Trooper, thanks for the help, i have tried your suggestions but as i said, im a noob at computers.. i dont understand what you mean with the following suggestions

• Change your DMZ settings

• If your router has logging turned on make sure to clean off your logs or restart logging before playing Age of Empires 3

• Change your computers IP on your router.

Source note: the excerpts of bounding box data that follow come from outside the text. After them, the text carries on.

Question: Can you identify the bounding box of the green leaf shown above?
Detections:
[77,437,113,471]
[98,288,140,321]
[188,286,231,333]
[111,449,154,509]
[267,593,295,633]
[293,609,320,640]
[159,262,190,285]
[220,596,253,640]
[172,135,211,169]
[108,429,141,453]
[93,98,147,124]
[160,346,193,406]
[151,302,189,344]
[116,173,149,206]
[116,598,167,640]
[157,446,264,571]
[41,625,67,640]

Example: if your computer sits at 192.168.0.100 change it to 192.168.0.200

as for port forwarding, i have did this but it doesnt seem to work.. i have 2300-2340 forwarded on TCP and UDP.. but i dont know what you mean by port override..


i hope you guys understand all that lol..... like i said, this happens about 90% of the time. for example yesterday i joined a game no problem, yet i tried joining one again today and it said 'failed to join game'


----------



## Floop (Jan 3, 2009)

Have you tried using an Ethernet cable connected directly to your router to play the game?
Is there any need to be on wireless if your not moving around the house?


----------



## Dark Kane (Mar 26, 2010)

no, when i said im next to the box, im directly one floor above it.. my bedroom is above the house PC, and the wireless box is next to the PC


----------



## Floop (Jan 3, 2009)

Could you possibly try connecting a cable to the router from your laptop and then trying to join a game?
Your wireless internet may be losing packets or just be too slow sometimes.


----------



## Dark Kane (Mar 26, 2010)

yeh i could but i havent got a cable.

where can i buy one from?


----------



## Floop (Jan 3, 2009)

Here's a standard 15M LAN ethernet cable.
Only £3.00 but i'm not sure if this is the right version of the site for your location.
If not, just search Ethernet cable in the correct version of Amazon or any computer website for that matter.


----------



## Dark Kane (Mar 26, 2010)

ok, il get one then il get back to you with results.


----------